Hmmm, so Mr. Hewitt thinks that our web technologies aren’t innovative enough. Ok, I can agree to that. He seems to believe that phone apps are replacing mobile browsing altogether, and in many cases that is true. Personally, I don’t think that is a bad thing. Hewitt does. More of his tweets about it:

“@ppk That’s sort of what is happening with mobile web vs. native mobile apps, except app stores don’t extend the browser, they replace it.”

“@slauriat “best viewed in X” was not as bad as “buy another phone”, which is what we got for letting the web go to shit so apps could rise.”

“@ppk As someone who has tried to do both cutting edge native and web iPhone apps, iPhone Safari is a joke compared to iPhone Cocoa.”

He makes some good points, yet none of them are very compelling to me. Then I saw this tweet and nearly hit the roof:

“@ppk Yes, exactly. I’d rather developers had forced users to launch different browsers instead of making watered down x-browser sites.”

Oh come on! That’s just stupid. Hewitt would rather force me to launch Chrome, Firefox, Opera, and IE for different sites?!! Talk about being a geek elitist that has no regard for treating a customer with respect! I wouldn’t wish that type of web experience on my worst enemy.
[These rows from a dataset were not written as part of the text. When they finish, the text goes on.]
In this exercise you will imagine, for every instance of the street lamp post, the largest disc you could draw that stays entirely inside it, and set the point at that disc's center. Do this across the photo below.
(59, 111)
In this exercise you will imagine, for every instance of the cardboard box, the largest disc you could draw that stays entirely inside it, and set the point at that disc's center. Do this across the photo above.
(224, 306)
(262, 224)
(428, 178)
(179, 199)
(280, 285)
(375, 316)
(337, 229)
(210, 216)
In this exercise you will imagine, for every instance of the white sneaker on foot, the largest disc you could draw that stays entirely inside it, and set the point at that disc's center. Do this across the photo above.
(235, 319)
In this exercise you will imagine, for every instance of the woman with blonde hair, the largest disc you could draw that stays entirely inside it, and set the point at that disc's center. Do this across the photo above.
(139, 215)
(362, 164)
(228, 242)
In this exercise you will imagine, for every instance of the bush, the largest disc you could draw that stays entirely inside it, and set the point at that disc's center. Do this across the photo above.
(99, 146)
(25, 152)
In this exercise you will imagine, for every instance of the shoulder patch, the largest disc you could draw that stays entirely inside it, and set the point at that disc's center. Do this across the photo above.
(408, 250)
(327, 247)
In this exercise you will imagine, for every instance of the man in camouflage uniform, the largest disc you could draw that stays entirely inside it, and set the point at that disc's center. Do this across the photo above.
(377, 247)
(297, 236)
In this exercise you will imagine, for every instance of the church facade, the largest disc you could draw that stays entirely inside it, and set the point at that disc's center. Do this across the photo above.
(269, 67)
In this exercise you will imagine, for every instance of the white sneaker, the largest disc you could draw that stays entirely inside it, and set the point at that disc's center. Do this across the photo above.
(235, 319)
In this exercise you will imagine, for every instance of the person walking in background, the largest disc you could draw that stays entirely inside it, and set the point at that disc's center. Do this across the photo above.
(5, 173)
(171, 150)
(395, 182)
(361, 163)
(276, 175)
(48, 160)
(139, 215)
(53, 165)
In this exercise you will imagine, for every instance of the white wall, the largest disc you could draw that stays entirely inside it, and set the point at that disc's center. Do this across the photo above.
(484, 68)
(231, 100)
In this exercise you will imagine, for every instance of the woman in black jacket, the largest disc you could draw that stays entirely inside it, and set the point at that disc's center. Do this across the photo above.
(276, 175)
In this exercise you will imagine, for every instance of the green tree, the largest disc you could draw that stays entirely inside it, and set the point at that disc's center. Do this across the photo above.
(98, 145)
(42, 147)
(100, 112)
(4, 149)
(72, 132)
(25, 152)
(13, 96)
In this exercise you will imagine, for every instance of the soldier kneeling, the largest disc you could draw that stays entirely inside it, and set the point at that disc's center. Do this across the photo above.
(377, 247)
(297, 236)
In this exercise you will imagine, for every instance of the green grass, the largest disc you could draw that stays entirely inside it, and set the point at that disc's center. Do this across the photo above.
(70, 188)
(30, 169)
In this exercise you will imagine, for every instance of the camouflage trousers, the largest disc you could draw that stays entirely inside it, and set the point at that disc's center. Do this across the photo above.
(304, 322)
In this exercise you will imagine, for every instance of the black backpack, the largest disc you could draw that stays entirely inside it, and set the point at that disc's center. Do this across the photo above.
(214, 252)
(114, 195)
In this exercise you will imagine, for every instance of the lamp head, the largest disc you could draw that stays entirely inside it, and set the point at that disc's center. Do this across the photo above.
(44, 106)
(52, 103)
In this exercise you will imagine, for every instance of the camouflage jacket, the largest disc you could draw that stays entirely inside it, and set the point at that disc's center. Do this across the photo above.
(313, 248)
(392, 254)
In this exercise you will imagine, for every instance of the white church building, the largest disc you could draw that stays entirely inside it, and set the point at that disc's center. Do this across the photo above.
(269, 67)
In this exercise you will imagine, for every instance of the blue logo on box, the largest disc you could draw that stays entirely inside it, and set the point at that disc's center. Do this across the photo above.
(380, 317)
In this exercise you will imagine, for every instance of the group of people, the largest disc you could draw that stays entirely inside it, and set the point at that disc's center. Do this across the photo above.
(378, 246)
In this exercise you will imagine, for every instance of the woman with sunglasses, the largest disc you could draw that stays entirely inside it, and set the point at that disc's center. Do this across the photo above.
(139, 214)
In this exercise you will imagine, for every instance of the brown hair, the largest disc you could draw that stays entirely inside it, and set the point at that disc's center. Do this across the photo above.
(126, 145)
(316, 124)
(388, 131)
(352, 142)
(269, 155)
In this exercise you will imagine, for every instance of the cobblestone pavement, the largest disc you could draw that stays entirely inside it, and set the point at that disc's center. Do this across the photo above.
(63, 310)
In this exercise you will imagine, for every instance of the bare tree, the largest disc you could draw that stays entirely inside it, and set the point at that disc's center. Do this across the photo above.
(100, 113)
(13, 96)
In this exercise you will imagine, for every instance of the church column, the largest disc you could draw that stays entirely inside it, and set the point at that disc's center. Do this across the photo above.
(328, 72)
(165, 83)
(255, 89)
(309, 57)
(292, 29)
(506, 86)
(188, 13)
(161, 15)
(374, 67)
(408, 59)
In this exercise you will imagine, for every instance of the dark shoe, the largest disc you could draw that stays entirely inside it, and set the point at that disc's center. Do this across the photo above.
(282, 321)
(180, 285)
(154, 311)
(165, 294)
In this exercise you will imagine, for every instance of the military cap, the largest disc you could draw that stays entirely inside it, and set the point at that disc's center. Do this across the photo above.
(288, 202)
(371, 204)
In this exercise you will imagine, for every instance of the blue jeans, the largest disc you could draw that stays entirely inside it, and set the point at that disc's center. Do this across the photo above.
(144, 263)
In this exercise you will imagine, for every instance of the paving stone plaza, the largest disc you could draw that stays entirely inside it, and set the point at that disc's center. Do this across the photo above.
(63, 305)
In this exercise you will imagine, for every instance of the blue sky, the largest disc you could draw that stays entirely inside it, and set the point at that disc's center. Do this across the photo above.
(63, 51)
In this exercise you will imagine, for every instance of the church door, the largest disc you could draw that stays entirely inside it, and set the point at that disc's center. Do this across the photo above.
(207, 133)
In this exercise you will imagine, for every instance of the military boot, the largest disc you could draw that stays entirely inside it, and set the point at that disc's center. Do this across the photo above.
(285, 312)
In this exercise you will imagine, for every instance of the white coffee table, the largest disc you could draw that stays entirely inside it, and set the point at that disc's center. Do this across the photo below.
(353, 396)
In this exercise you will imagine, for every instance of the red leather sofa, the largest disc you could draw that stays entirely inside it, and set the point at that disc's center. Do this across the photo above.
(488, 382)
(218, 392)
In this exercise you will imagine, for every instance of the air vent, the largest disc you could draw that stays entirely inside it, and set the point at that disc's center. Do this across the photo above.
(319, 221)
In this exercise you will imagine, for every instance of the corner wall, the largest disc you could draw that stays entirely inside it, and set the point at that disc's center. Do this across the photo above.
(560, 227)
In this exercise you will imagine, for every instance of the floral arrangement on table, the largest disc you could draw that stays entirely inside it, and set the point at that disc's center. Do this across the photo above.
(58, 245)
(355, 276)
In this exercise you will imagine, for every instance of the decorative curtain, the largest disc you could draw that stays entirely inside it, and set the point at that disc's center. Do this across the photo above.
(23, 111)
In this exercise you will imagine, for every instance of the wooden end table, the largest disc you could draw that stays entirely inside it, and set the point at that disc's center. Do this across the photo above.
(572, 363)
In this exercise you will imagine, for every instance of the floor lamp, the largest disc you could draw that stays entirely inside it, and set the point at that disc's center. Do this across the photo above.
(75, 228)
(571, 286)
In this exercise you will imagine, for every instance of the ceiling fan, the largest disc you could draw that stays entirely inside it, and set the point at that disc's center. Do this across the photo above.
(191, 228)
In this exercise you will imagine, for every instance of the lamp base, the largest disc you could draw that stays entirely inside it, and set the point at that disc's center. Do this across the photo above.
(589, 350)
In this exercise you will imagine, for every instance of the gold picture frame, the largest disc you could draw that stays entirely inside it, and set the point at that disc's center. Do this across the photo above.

If Hewitt thinks that the W3C, slow web standards, and browser manufacturers are to blame for creating a bad situation for web users, then he should seriously consider the implications of his muliple browser Internet. It would be disaster! Many people would use the web once or twice, hit the “launch a different browser” issue, and then never ever come back to the web.

People like my mom love the web. She has no clue what is really going on in the technology, but she thoroughly enjoys clicking gleefully through a carefree afternoon of travel opportunities, beauty tips, and political news. To make her launch different browsers and switch between them for each site she visits would be insanely painful for her. She would bail out in minutes.

So Joe, you may be a genious, but on this issue I deem you a first-class knucklehead. My father had a saying on the wall of his motorcycle shop, “Don’t argue with a fool – people may not be able to tell who is who.” It would be imprudent for me to continue writing more about Mr. Hewitt’s position on the state of web development. I think he is smoking something.